Se oyeron unas risotadas en el edificio en el que se encontraba la cocina, y una horda de niños salió corriendo seguida de varias mujeres vestidas con faldas largas y amplias, delantales y pañuelos sobre los hombros. Cargaban con un buen montón de platos, fuentes, jarras y bandejas metálicas que dejaron sobre la mesa de madera, de unos quince metros de largo y dispuesta bajo dos enormes alcornoques. En la cabecera de la mesa había una gran picadora de carne de hierro colado.

Por lo visto, El Cubano acababa de llegar con uno de sus caballos. En cuanto apareció en la explanada, toda la comitiva festiva corrió tras él. El patriarca le pidió a El Obispo que le pasara un gran cuchillo y se lo clavó en la carótida al siguiente animal por sacrificar. La sangre cayó a chorro en una palangana de metal. Algunas mujeres corrieron a removerla con unas varillas para que no se cuajara. El Cubano cogió en un recipiente un poco de «rojo jugo de vida», como gritó bien alto, y bebió para que todos lo vieran. Después se lo pasó a los demás.

A continuación se volvió hacia los cerdos y partió el primero en dos mitades. El Obispo le sacó las entrañas y los demás se pusieron a cortar la carne en trozos más pequeños. Costa se disculpó con Karin, cogió un cuchillo, comprobó el filo con el pulgar y los ayudó a descuartizar.

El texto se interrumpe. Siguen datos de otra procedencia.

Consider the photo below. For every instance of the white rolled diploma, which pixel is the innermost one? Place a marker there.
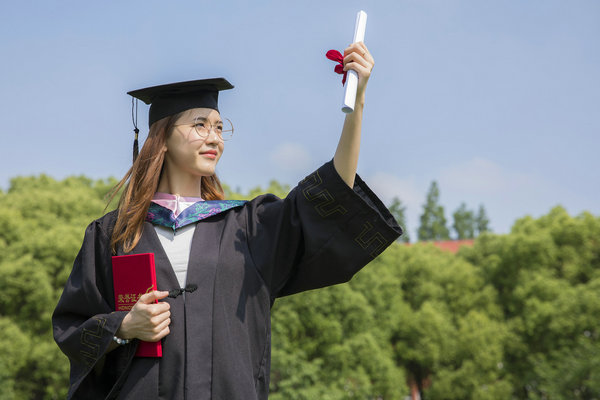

Los trozos fueron pasando por la picadora de carne, bajo la cual las mujeres sostenían las fuentes hasta que se llenaban. Después las entraban en la cocina, donde guisaban la carne en unas grandes ollas junto con la sangre, sin dejar de removerlo todo, para hacer el relleno de las autóctonas botifarres según la ancestral receta de la familia.

La otra mitad de la carne, la que sacaban de los mejores trozos, como los jamones y el solomillo, se sazonaba con pimentón una vez salida de la picadora y se embutía en los intestinos, que después se colgaban a secar al lado de tomates y pimientos bajo los techos de vigas de las chozas rurales. La sobrasada que le había dado El Obispo era una de ésas, de matanza propia.